Crispy chicken niçoise
- Published: 27 Mar 24
- Updated: 27 Mar 24
Nuggets of fried chicken thighs complete with golden crispy skin are one of the best things you can eat. Serve them with this niçoise-inspired salad full of provençal flavour to see why deboning thighs yourself is well worth it.
Next time: try our ultimate niçoise salad with roasted new potatoes
- Serves 2 (or 4 as a light lunch).
- Hands-on time 30 min, plus resting
Ingredients
- 1 banana shallot
- 40g red wine vinegar
- 20g granulated sugar
- 3-4 medium free-range eggs, at room temperature
- 4 free-range chicken thighs, skin on
- 80g cherry tomatoes, on the vine
- Extra-virgin olive oil to drizzle, plus extra for a dressing
- 60g green beans, trimmed
- 1 cos lettuce, roughly chopped
- 2 basil sprigs, leaves picked
- 60g pitted green and black olives (optional)
Method
- Begin by quick-pickling the shallot. Peel and finely slice the shallot into rings. Put them in a small saucepan with the vinegar, sugar, a pinch of salt and 40ml water. Bring to the boil, then take off the heat and set aside to cool. Meanwhile, boil the eggs for 7 minutes exactly, then plunge into cold water. Once cool, peel and halve.
- Heat the oven to 200°C fan/gas 7. To cook the chicken thighs, they first need deboning. To do this, start with the thigh skin-side down and run a small knife down either side of the bone, then underneath to release it. Cut away any gristle and large pieces of fat and neaten up the skin if it’s a bit scraggy. Pat the skin dry for maximum crispiness, then season all over with salt and pepper.
- Put the tomatoes on a tray, drizzle with olive oil and sprinkle with salt, then roast for 10-12 minutes until just softened but still holding their shape. Meanwhile, put a large frying pan over a high heat with just a touch of oil. Once hot, lay the thighs skin-side down, cover with a sheet of baking paper and top with something large, even and heavy.
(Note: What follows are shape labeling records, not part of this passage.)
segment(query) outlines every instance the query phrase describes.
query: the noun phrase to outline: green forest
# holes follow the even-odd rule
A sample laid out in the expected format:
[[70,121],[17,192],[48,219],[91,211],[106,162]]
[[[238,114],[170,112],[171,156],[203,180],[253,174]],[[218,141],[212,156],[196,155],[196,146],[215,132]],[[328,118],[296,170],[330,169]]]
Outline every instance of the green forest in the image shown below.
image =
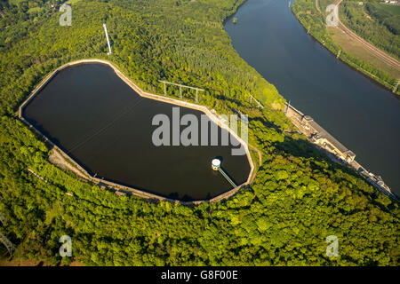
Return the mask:
[[[48,1],[0,1],[0,233],[16,247],[10,256],[0,246],[1,261],[398,265],[398,202],[295,131],[283,97],[224,30],[243,2],[72,1],[72,25],[60,26]],[[148,91],[163,93],[158,80],[196,85],[205,90],[202,105],[247,114],[249,143],[262,153],[253,184],[190,207],[117,196],[51,163],[50,147],[19,121],[18,106],[47,74],[88,58],[112,61]],[[179,97],[179,90],[168,92]],[[249,93],[266,107],[252,106]],[[72,257],[59,254],[62,235],[72,238]],[[338,237],[338,256],[326,256],[329,235]]]
[[[299,21],[306,29],[308,29],[309,34],[318,40],[325,48],[335,55],[340,51],[340,60],[392,91],[397,83],[397,78],[394,78],[381,68],[372,66],[370,62],[363,60],[354,54],[344,51],[328,33],[325,22],[327,14],[324,11],[326,10],[326,6],[333,2],[333,0],[320,1],[320,10],[322,11],[322,12],[320,12],[316,9],[315,0],[296,0],[292,5],[292,10]],[[395,29],[393,28],[396,28],[397,27],[396,25],[398,25],[400,22],[399,16],[394,14],[388,16],[388,12],[384,12],[385,9],[380,9],[383,4],[376,2],[367,2],[366,5],[359,5],[358,2],[359,1],[356,0],[344,0],[340,4],[339,8],[340,20],[348,27],[348,28],[354,30],[363,38],[370,41],[372,44],[375,44],[377,47],[398,59],[400,54],[400,37],[398,34],[395,34]],[[371,7],[379,7],[380,9],[373,10],[374,8]],[[379,17],[377,16],[377,19],[372,19],[371,17],[374,16],[371,16],[371,20],[369,20],[365,17],[367,9],[379,11],[382,14],[380,14]],[[308,13],[307,12],[308,12]],[[383,16],[384,12],[385,16]],[[395,12],[393,12],[396,13]],[[361,18],[363,19],[362,20],[360,20]],[[390,21],[387,21],[387,20],[390,20]],[[389,26],[391,28],[388,28]],[[400,94],[400,90],[397,89],[396,94]]]

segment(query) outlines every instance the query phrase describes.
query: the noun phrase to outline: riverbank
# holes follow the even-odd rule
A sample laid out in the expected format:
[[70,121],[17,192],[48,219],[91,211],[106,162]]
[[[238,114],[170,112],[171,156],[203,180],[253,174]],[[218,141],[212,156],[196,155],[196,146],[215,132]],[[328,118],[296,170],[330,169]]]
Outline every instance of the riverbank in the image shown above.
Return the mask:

A large cast-iron casserole is ideal, but a large pan filled with tins or cans works too; just make sure the weight is distributed evenly. Cook for 8 minutes, then remove the weight and paper. Flip the chicken over and cook for another minute or so (thicker pieces might need a few minutes.) Transfer the thighs to a chopping board skin-side up and rest for 5 minutes.
- Cook the green beans in salted water for 4 minutes. You can either serve them warm or plunge into cold water – they’ll be room temperature but retain their snap and vibrant colour. Whisk up a quick dressing with extra-virgin olive oil, some of the pickling vinegar from the shallots and plenty of salt and pepper. Mix the lettuce and basil leaves, then toss with most of the dressing and add to a platter. Dress the green beans with the remaining dressing, then add those in a pile followed by the roasted tomatoes, eggs, olives (if using) and chicken, carved into bite-size pieces. Finish with a scattering of the pickled shallot rings, extra salt and pepper, then serve.
- Recipe from April 2024 Issue
Nutrition
- Calories
- 314kcals
- Fat
- 23g (5.4g saturated)
- Protein
- 23g
- Carbohydrates
- 2.3g (2.1g sugars)
- Fibre
- 1.6g
- Salt
- 0.7g
delicious. tips
Batch-cooking a load of these perfect chicken thighs is a great thing to do for weekday lunches, salads and sandwiches. The skin won’t retain its crispness, but the meat will remain tender and won’t dry out like breast meat.